AMARI, a global supplier of prestige and high-performance supercars, is using GoInStore’s technology at its Preston showroom, where staff are wearing smart glasses to show off the features of various car models to potential online buyers from a first-person perspective. Thanks to a one-way live video stream and two-way audio, customers can live chat with an in-store salesperson as well as view particular parts and details of any car as if in the showroom themselves.
As of early October, Amari had sold three cars using GoInStore’s solution, which has the potential to revolutionize the high-end retail industry. Buying big-ticket items online – whether an expensive electric guitar, a sports car, a piece of furniture, or a designer handbag – is not ideal for most consumers; it’s difficult to imagine how a guitar plays, how a car drives, how a table will look in your foyer, or the quality of the leather used to make a handbag via the traditional online shopping experience. And herein lies the value of GoInStore’s platform and wearable technology in general for retailers: Leveraging wearables to…
1) Facilitate customers’ shopping both on-the-go and from the comfort of their own homes (or offices)
2) Engage ready-to-buy customers much earlier in the sales process, and build buyer trust over the Web during the crucial information-gathering or browsing stage, and
3) Ultimately close online sales both quickly and definitively
For Amari, GoInStore’s solution extends the car purchasing experience beyond the physical showroom. Amari employees are able to convey their vast knowledge of the company’s offerings to buyers in an online environment, which would otherwise lack context or expert input. This is significant for a business whose clientele (investors, collectors) are not only extremely busy but also based all around the world.
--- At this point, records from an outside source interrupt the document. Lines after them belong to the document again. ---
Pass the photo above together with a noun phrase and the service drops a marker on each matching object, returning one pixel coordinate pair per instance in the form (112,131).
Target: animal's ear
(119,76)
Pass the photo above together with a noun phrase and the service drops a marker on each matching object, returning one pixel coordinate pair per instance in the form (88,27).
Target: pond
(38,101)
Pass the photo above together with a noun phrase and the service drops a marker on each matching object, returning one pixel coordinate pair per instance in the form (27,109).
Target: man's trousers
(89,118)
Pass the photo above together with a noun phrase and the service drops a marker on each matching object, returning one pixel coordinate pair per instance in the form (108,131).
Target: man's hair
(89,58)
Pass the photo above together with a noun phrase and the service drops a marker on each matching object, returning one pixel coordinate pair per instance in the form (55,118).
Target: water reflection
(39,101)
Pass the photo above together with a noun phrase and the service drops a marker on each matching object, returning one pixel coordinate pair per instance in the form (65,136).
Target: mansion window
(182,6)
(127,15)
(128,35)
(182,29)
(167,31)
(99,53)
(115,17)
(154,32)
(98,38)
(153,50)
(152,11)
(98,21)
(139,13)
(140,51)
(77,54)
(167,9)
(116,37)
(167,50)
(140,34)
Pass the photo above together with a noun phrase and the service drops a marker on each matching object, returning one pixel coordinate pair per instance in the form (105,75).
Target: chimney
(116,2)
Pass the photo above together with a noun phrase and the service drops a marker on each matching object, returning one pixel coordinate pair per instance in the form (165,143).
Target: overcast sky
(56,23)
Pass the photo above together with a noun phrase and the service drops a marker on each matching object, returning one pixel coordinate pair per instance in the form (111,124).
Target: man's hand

These customers typically know what they want yet are unable to make a trip to the showroom to test drive a car in person. Previously limited in their buying judgment to pictures on Amari’s website, prospective international buyers can now virtually visit the car showroom and experience various models through the eyes (or glasses) of Amari’s expert sales team in real time. The online shopping experience thus becomes a first-person one, giving the luxury car retailer an edge over the competition.
This service offered to Amari’s customers is supported by GoInStore’s server infrastructure and artificial intelligence, which quickly analyzes online behavior to ensure the online customer is connected to the showroom expert best placed to assist them.
Time and time again we see that it’s the point-of-view vantage point enabled by smart glasses that’s key, no matter the industry really. Back in the Google Glass Explorer phase of smart glass technology, Daniel Fontaine of Colonial VW of Westborough put smart glasses to use in a rather simple but effective way: Fontaine utilized Glass to record several unique, first-person perspective videos for use on the dealership’s website as well as in email marketing campaigns, including an “Introduction to Colonial VW” video for potential clients to get a sense of what they could expect upon visiting the car showroom. The GoInStore-Amari use case shows that wearable tech has come a long way in the retail automotive industry in just a few short years.